Well, it is several months later, and I have called this little project done. I learned a lot, so let me summarize what I found.
* Some colors really are out of gamut with a particular paper and you will need to use a different (hopefully similar) color.
* Some papers (in this case a matte, natural book arts paper without any coating) have extremely limited color reproduction range when compared to inkjet photo papers. Profiling a paper/printer combo can't enable it to show every color.
* Using a tool like a colormunki, you CAN read a color and then try to reproduce it, but it looks unnatural. The world has noise. To make it look somewhat natural, I had to add noise (mostly luminance) to the reproduced image.
So here is what I finally ended up doing.
1) I took the scan I made of the "two color" original (paper color and deep brownish red ink color) and made a mask that I could reapply to a manually generated color background.
2) I used the colormunki to identify the RGB color values from the paper (there was a range of about six shades of color)
3) I used that color to fill a layer and then I used the mask created from the scanned version in step 1 to delete the negative space, allowing the paper color to show through.
4) I profiled the book arts paper
5) I printed the image and it looked terrible.
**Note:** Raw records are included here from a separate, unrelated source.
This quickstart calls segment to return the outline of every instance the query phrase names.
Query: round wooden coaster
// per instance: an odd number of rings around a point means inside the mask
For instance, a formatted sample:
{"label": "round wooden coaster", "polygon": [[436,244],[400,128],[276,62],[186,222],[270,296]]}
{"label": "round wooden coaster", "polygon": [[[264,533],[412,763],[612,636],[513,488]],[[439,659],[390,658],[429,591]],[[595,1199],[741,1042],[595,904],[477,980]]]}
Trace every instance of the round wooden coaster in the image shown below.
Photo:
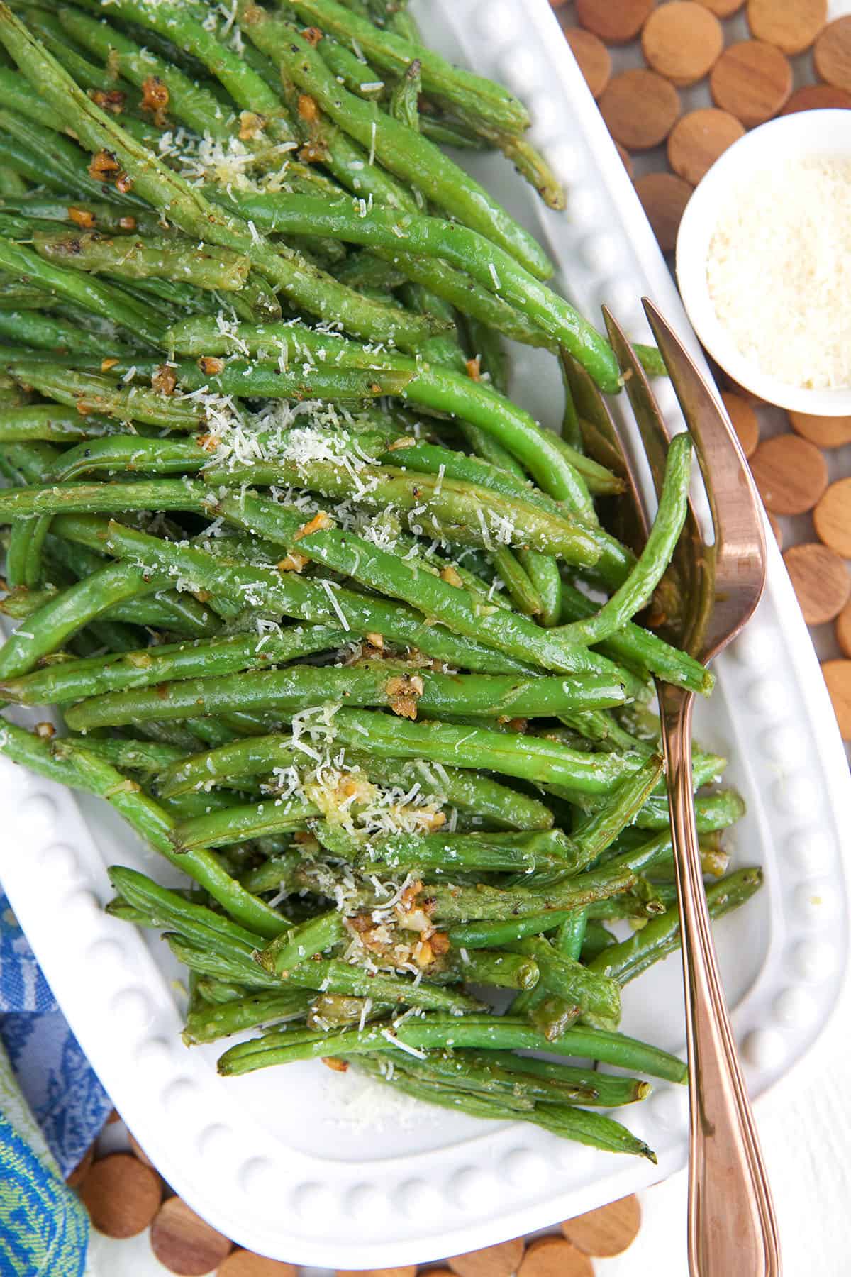
{"label": "round wooden coaster", "polygon": [[764,439],[750,469],[762,499],[773,515],[803,515],[827,488],[827,462],[809,439],[776,434]]}
{"label": "round wooden coaster", "polygon": [[565,27],[564,34],[591,89],[591,96],[600,97],[611,79],[611,54],[592,31]]}
{"label": "round wooden coaster", "polygon": [[296,1277],[295,1264],[279,1259],[264,1259],[253,1250],[233,1250],[216,1269],[216,1277]]}
{"label": "round wooden coaster", "polygon": [[692,186],[672,172],[648,172],[637,180],[635,190],[658,246],[667,253],[676,244],[676,232],[692,198]]}
{"label": "round wooden coaster", "polygon": [[624,169],[632,178],[634,175],[634,165],[633,165],[633,157],[630,156],[629,151],[626,151],[625,147],[621,147],[620,142],[615,142],[615,151],[620,156],[620,161]]}
{"label": "round wooden coaster", "polygon": [[151,1225],[151,1249],[168,1272],[203,1277],[230,1255],[233,1243],[205,1223],[182,1198],[168,1198]]}
{"label": "round wooden coaster", "polygon": [[[416,1277],[417,1266],[406,1264],[404,1268],[338,1268],[337,1277]],[[445,1272],[445,1269],[441,1269]]]}
{"label": "round wooden coaster", "polygon": [[587,1255],[563,1237],[540,1237],[528,1246],[518,1277],[595,1277]]}
{"label": "round wooden coaster", "polygon": [[796,111],[834,111],[851,107],[851,93],[833,84],[801,84],[780,112],[794,115]]}
{"label": "round wooden coaster", "polygon": [[680,96],[656,72],[621,72],[600,94],[600,111],[615,142],[647,151],[665,142],[680,114]]}
{"label": "round wooden coaster", "polygon": [[845,561],[827,545],[805,541],[787,549],[783,563],[808,626],[834,621],[851,595],[851,576]]}
{"label": "round wooden coaster", "polygon": [[656,0],[577,0],[577,22],[607,45],[628,45],[644,26]]}
{"label": "round wooden coaster", "polygon": [[85,1149],[85,1152],[80,1157],[79,1162],[77,1163],[71,1174],[65,1180],[69,1189],[79,1188],[79,1185],[88,1175],[89,1166],[92,1165],[93,1161],[94,1161],[94,1144],[89,1144],[89,1147]]}
{"label": "round wooden coaster", "polygon": [[840,736],[851,741],[851,660],[825,660],[822,665]]}
{"label": "round wooden coaster", "polygon": [[851,558],[851,479],[832,483],[813,511],[815,535],[842,558]]}
{"label": "round wooden coaster", "polygon": [[642,31],[647,64],[672,84],[694,84],[708,75],[723,49],[721,23],[693,0],[669,0]]}
{"label": "round wooden coaster", "polygon": [[588,1211],[575,1220],[565,1220],[561,1232],[586,1255],[619,1255],[633,1244],[642,1223],[642,1208],[633,1193],[620,1202],[611,1202],[598,1211]]}
{"label": "round wooden coaster", "polygon": [[712,68],[712,101],[748,129],[771,120],[792,92],[792,68],[780,49],[762,40],[730,45]]}
{"label": "round wooden coaster", "polygon": [[782,548],[783,548],[783,529],[780,526],[780,524],[777,522],[777,520],[774,518],[773,515],[771,515],[768,511],[766,511],[766,515],[768,517],[768,522],[771,525],[771,530],[774,534],[774,540],[777,541],[778,548],[782,550]]}
{"label": "round wooden coaster", "polygon": [[827,0],[748,0],[751,36],[783,54],[803,54],[825,22]]}
{"label": "round wooden coaster", "polygon": [[741,451],[746,457],[753,457],[759,443],[759,420],[754,412],[753,404],[748,404],[740,395],[732,395],[730,391],[722,391],[721,398],[732,421],[732,428],[739,437]]}
{"label": "round wooden coaster", "polygon": [[836,618],[836,641],[843,656],[851,656],[851,603],[846,603]]}
{"label": "round wooden coaster", "polygon": [[841,448],[851,443],[851,416],[810,416],[809,412],[790,412],[788,420],[796,434],[819,448]]}
{"label": "round wooden coaster", "polygon": [[130,1144],[130,1152],[133,1153],[134,1157],[138,1157],[139,1161],[143,1162],[145,1166],[153,1166],[153,1162],[151,1161],[151,1158],[148,1157],[144,1148],[142,1147],[142,1144],[135,1138],[131,1130],[128,1131],[128,1142]]}
{"label": "round wooden coaster", "polygon": [[681,116],[667,139],[667,162],[677,176],[693,186],[734,142],[744,137],[744,125],[735,115],[707,106]]}
{"label": "round wooden coaster", "polygon": [[828,23],[815,41],[813,61],[823,80],[851,92],[851,15]]}
{"label": "round wooden coaster", "polygon": [[157,1172],[130,1153],[110,1153],[94,1162],[79,1191],[92,1223],[107,1237],[135,1237],[162,1200]]}
{"label": "round wooden coaster", "polygon": [[498,1246],[485,1246],[484,1250],[471,1250],[466,1255],[454,1255],[447,1263],[459,1277],[510,1277],[523,1259],[523,1239],[501,1241]]}
{"label": "round wooden coaster", "polygon": [[713,13],[716,18],[730,18],[741,9],[744,3],[745,0],[698,0],[698,4]]}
Not anywhere even close to the original.
6) After lots of adjustment layers and soft proofing and out of gamut warnings, I was at my wits end. I believed that the paper I was given to work with and the printer I had could not reproduce that shade. I was right. I had been too hard-headed to see what the profiling software was telling me.
7) I added noise, mostly luminance, but some chroma noise too. this helped immensely. Because my created shade was all one digitally defined color, and that was out of gamut, I effectively had no pixels to work on to try to get it to look better. (Is there a way to add noise and to specify the RGB color values you want as, sort-of, seed values for the chroma noise?)
I got close, but not very close. The uncoated, natural, matte paper just couldn't handle reds very well.
What did I learn:
I think this project taught me a lot more about photographic color management than any photo could ever teach. In most photos if you used a canned profile, out of gamut colors are rare. The visual effect is generally subtle, often manifesting itself as a bit of posterization where certain colors are left out of the scene or clumsily overlayed by the printer. I have mostly seen this in highly saturated yellows and oranges. A minor desaturation of the offending color is usually enough.
As a photographer you have so few instances where you have to deal with major limitations, you kind of don't ever really get the significance of all the things you do in color management. In this example, PhotoShop's soft proofing capability was really amazing. It's show paper color function was spot-on. The out of gamut warning was everpresent, and because of the limitations of the paper, I was dealing with it constantly. With decent photographic paper, the paper doesn't dramatically diminish the gamut available to you. I find that soft proofing photo paper profiles to be of limited value, but with this paper soft proofing was extremely valuable.
Everyone should try this exercise. Get some crappy paper and try to duplicate something from the real world. It is an eye-opening experience.